Your knee is a hinge joint where the end of the thigh bone (femur) meets the beginning of the large bone in your lower leg (tibia). A healthy knee has smooth cartilage that covers the ends of the femur and tibia. The smooth cartilage lets the surfaces of the two bones glide smoothly as you bend your knee. The muscles and ligaments around the knee joint support your weight and help move the joint smoothly so you can walk without pain. The smooth cartilage layers can wear down on the ends of the femur and tibia. When the smooth surfaces become rough, the surfaces are like sandpaper. Instead of the joint gliding when you move your leg, the bones grind and you have pain and / or stiffness. This degeneration can happen due to variety of reasons such as the following:
- Increased stress e.g., overuse, overweight, etc.
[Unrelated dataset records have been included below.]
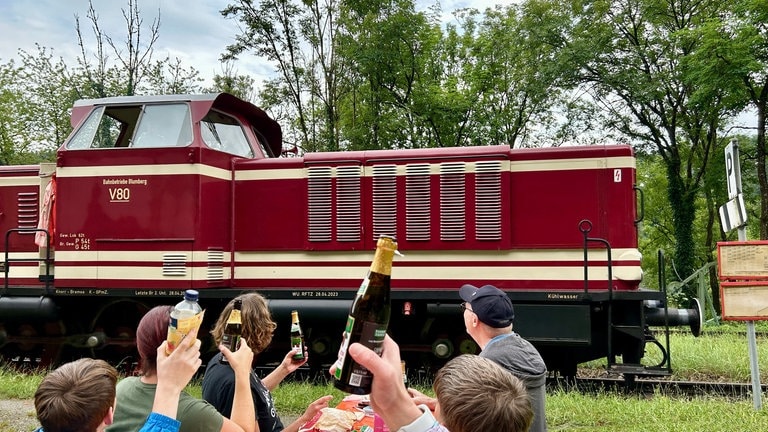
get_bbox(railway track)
[547,377,768,399]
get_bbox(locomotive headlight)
[432,339,453,359]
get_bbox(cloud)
[0,0,516,86]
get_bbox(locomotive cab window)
[131,104,192,148]
[200,111,253,158]
[67,104,192,150]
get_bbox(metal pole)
[739,226,763,411]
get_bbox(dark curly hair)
[211,293,277,354]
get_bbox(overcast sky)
[0,0,514,86]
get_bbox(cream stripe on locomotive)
[55,248,640,263]
[51,263,637,281]
[235,248,641,265]
[54,261,232,281]
[56,164,232,180]
[51,249,642,281]
[235,156,635,181]
[0,175,40,187]
[56,250,232,262]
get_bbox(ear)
[102,406,115,426]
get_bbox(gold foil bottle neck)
[371,235,397,276]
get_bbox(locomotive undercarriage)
[0,282,700,384]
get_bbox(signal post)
[717,139,768,410]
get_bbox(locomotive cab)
[0,94,700,374]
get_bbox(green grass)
[0,367,45,399]
[7,330,768,432]
[582,323,768,382]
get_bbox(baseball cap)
[459,284,515,328]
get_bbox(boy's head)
[211,293,277,353]
[433,354,533,432]
[35,358,117,432]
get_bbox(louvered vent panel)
[16,192,40,234]
[208,249,224,283]
[405,164,430,241]
[372,165,397,241]
[475,161,501,240]
[440,162,466,241]
[163,253,187,276]
[336,166,362,241]
[307,167,332,242]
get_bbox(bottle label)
[357,277,371,297]
[334,316,387,387]
[166,311,205,354]
[291,336,304,360]
[221,333,240,352]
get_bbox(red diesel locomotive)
[0,94,701,375]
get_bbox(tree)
[221,0,343,151]
[550,0,735,297]
[696,0,768,239]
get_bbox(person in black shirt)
[203,293,332,432]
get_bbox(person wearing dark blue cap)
[459,285,547,432]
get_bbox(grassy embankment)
[0,323,768,432]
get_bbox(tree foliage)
[0,0,768,308]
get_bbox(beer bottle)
[221,299,243,363]
[400,360,410,388]
[334,235,397,394]
[291,311,304,361]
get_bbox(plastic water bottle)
[168,290,203,353]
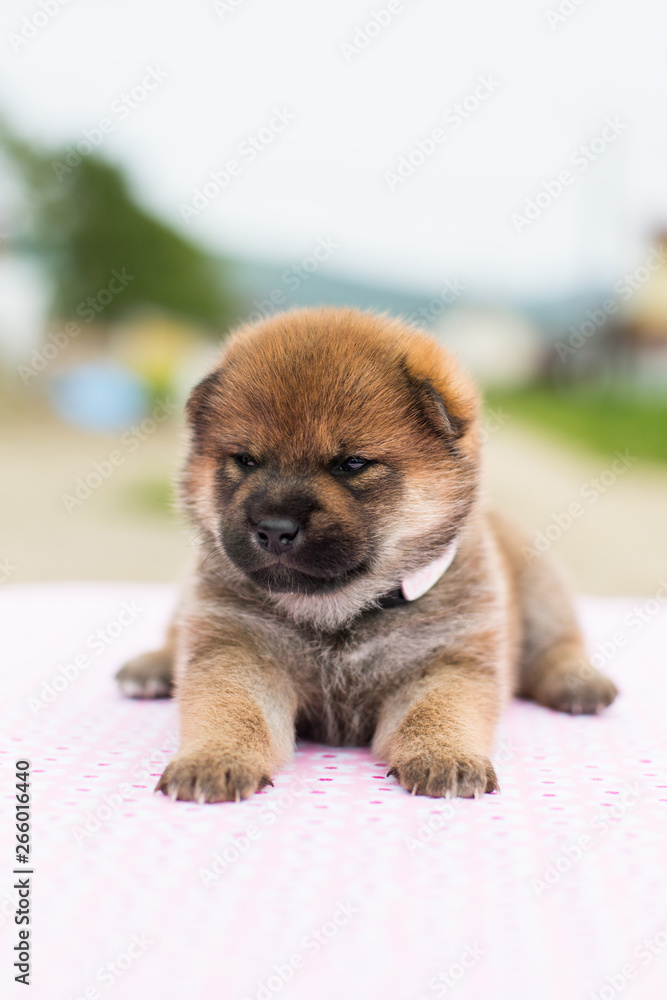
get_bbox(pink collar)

- Side effect from medicines, such as steroids
- Inactive lifestyle etc.
- Inflammation e.g., Rheumatoid arthritis
When pain in your knee or leg prevents you from doing your usual activities and your x-rays show irregular surfaces at the knee, your doctor might suggest that you have a knee replacement.
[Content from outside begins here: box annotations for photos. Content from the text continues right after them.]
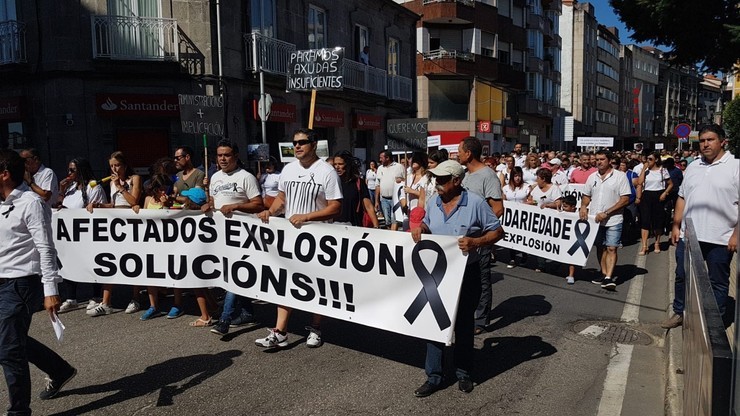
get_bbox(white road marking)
[578,325,606,339]
[597,344,633,416]
[622,252,647,323]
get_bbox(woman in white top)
[635,152,672,256]
[365,160,378,206]
[257,157,280,209]
[87,151,142,316]
[522,153,542,185]
[502,166,529,269]
[59,157,106,312]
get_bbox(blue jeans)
[673,239,732,316]
[380,197,396,227]
[219,292,254,324]
[0,276,72,415]
[424,263,481,386]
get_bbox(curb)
[665,245,684,416]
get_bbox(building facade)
[0,0,418,173]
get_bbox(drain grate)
[573,322,653,345]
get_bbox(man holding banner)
[255,129,342,348]
[411,160,504,397]
[580,150,631,290]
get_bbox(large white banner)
[496,201,599,266]
[53,209,466,344]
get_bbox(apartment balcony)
[91,15,179,62]
[244,33,296,76]
[388,75,414,103]
[0,20,26,65]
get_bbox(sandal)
[190,317,213,328]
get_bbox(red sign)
[267,103,296,123]
[352,114,383,130]
[95,94,180,118]
[0,97,23,120]
[313,108,344,127]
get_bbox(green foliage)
[609,0,740,72]
[722,96,740,155]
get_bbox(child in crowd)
[391,174,406,231]
[560,195,576,285]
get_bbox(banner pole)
[308,89,316,129]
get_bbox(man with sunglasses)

A revision knee replacement involves removing the old prosthesis and inserting a new one. These knee replacements usually feature a longer stem, which allows the component to be more securely fixed into the bone cavity. The components may also interlock in the centre of the knee to form a hinge to provide greater stability to the joint. Extra pieces of metal and/or plastic may be used to make up for any removed or badly damaged bone. All revision total knee replacement other than for infection are done in a single stage. When a revision operation is carried out for infection, often the revision procedure is done in two stages. In the first stage the infected prosthesis (and the bone cement if it was used to insert the first prosthesis) is removed. All infected material and soft tissue is cleared from the knee, and samples are taken to confirm which bacteria are causing the infection. A temporary spacer, shaped like a knee prosthesis, can be inserted, and often antibiotics are left inside the knee. The temporary spacer allows knee bending to right angles and weight bearing with crutches. After a period of at least six weeks (or more, depending on when the infection is eradicated), the second stage procedure is performed, when the new prosthesis is inserted. Post-operative care after knee revision surgery is very similar to the care of a primary knee replacement. This includes a combination of physical therapy, blood management, and pain medication as necessary. Antibiotics and some method of blood clot prevention will be continued in the postoperative period. A brace or splint may be used to protect the joint after the surgery. Therapy will usually continue for up to three months following the surgery. Assistive devices, such as a walker or crutches, will be used early in the convalescence period, and patients will progress to a cane or walking without any assistance as their condition improves. Revision TKR is a complex procedure that requires an experienced surgeon and proper pre-operative planning to achieve satisfactory outcomes.